And she's clinging to the nearest passerby,
She's lost control. (1)
Joy Division - She's lost control


    - Am, stram, gram,
    Pic et pic et colégram,
    Bour et bour et ratatam,
    Am, stram, gram.

Un filet de voix s'évade de sa gorge à la lueur des flammes qui vacillent, seule lumière diffuse éclairant la pièce au beau milieu de la nuit automnale. Déjà froide, glaciale, appelant l’obscurité hiémale de ses vœux. L'auberge est vide, huis fermé et verrou tiré donnent une fausse impression de sécurité, bien loin pourtant de l'esprit bouillonnant de la jeunette. Pucelle fait courir ses prunelles sombres sur les quelques cailloux accueillis en sa dextre sans vraiment les voir, trouble la saisissant depuis une poignée d'heures. Ces dernières s'écoulent en silence, seul le crépitement de l'âtre brouille la tranquillité des lieux. Le regard est hagard et se perd, tantôt sur les pierres grises, tantôt sur celles, plus imposantes, composant les murs irréguliers du bâtiment accueillant en son sein « Ta mère la catin ». Beau pied de nez pour celle dont la seule pensée de coucher contre un homme vraiment nu(2) lui file une trouille bleue, lui vrille le bide, l'angoisse au plus haut point. Pourtant Magdelon a quinze ans. Quinze ans. L'âge où, à longueur de journée, les personnes croisées au rythme de ses pérégrinations lui serinent à loisirs qu'il est temps, plus que temps qu'elle prenne époux. Vieux, riche, qu'importe, pourvu que l'anneau lui soit passé au doigt. Il lui vient presque en tête que le décès de son oncle est arrivé à point nommé, alors qu'un mariage se préparait avec un vieux paysan du coin. Un Berrichon, pur et dur. Un gars du coin. Un qui saurait la rendre sage et docile, qui ferait de l'adolescente grande gueule une femme. Une femme bien, respectueuse. Une mère. Cette idée la révulse au plus haut point, mais en ces heures qui s'égrainent, de matines à vigiles, ce n'est pas ce qui la préoccupe le plus.

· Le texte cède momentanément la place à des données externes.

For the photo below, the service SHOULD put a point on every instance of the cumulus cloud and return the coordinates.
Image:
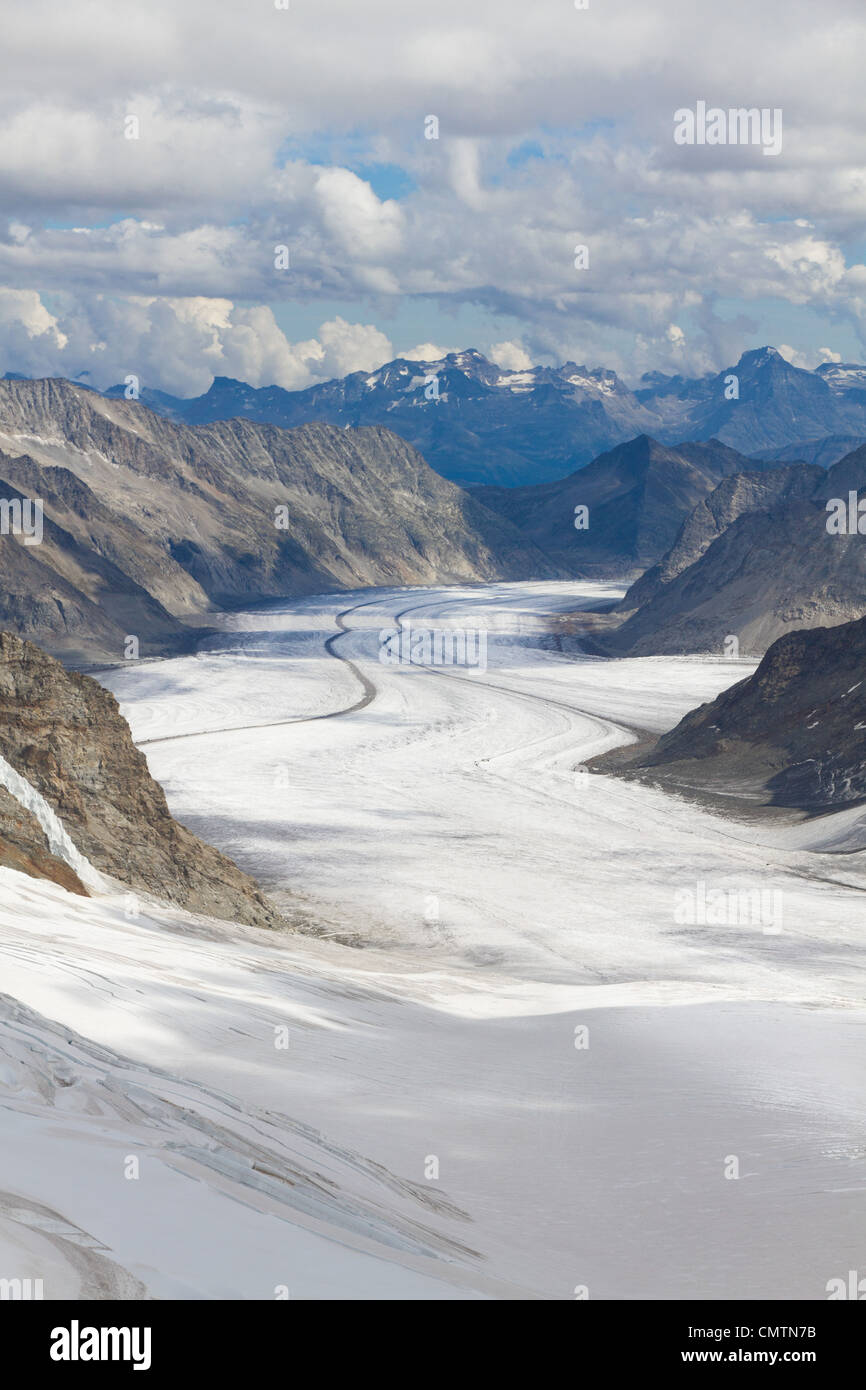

Bleus qui picorent ses bras, ses jambes, morsures à peine cicatrisées au creux de la langue, muscles endoloris des convulsions et spasmes qui rythment ses nuits, et maintenant ses jours, sont au centre de ses obsessions. Le secret, jusqu'à présent, avait été bien gardé, mais Rouquine avait creusé, creusé, jusqu'à ce que, à demi-mots, Grenouille pousse l'aveu du bout des lèvres, sans vraiment réussir à décrire la cause réelle de son mal. Mais ses conséquences, oui. Ô oui. Et hier soir, ça. Il avait fallu que le mal arrive. Ici. Sur ce sol terreux qui avait été le réceptacle de sa folie et de son esprit malade. Devant lui. Évidemment qu'il avait été affolé à la vision de ce corps s'agitant en tous sens, de ces yeux convulsés, de ces membres laissés à l'abandon par l'encéphale parti loin, très loin, trop loin. A force que la brune lui parle de mort, LM avait forcément songé que la faucheuse venait faire son ouvrage en cette soirée de décembre. Mais Magdelon était revenue, hagarde, paumée, son corps n'étant que douleur et son cerveau que tourments. Allongée là, elle avait appris par la description comment son corps se jouait d'elle lorsque son esprit se faisait la malle. Et apparemment, ça n'était pas beau à voir, ce qui poussait irrémédiablement pucelle à se nourrir de la peur qu'on découvre son mal.

    - Tu vas pas me mettre dans un asile hein ? Tu promets que tu vas pas le faire ?
    - Mais enfin... non. Pourquoi j'te mettrais dans un asile ?
    - Parce que peut-être que je suis folle, et quand on est fou, on nous enferme, mais je veux pas être enfermée.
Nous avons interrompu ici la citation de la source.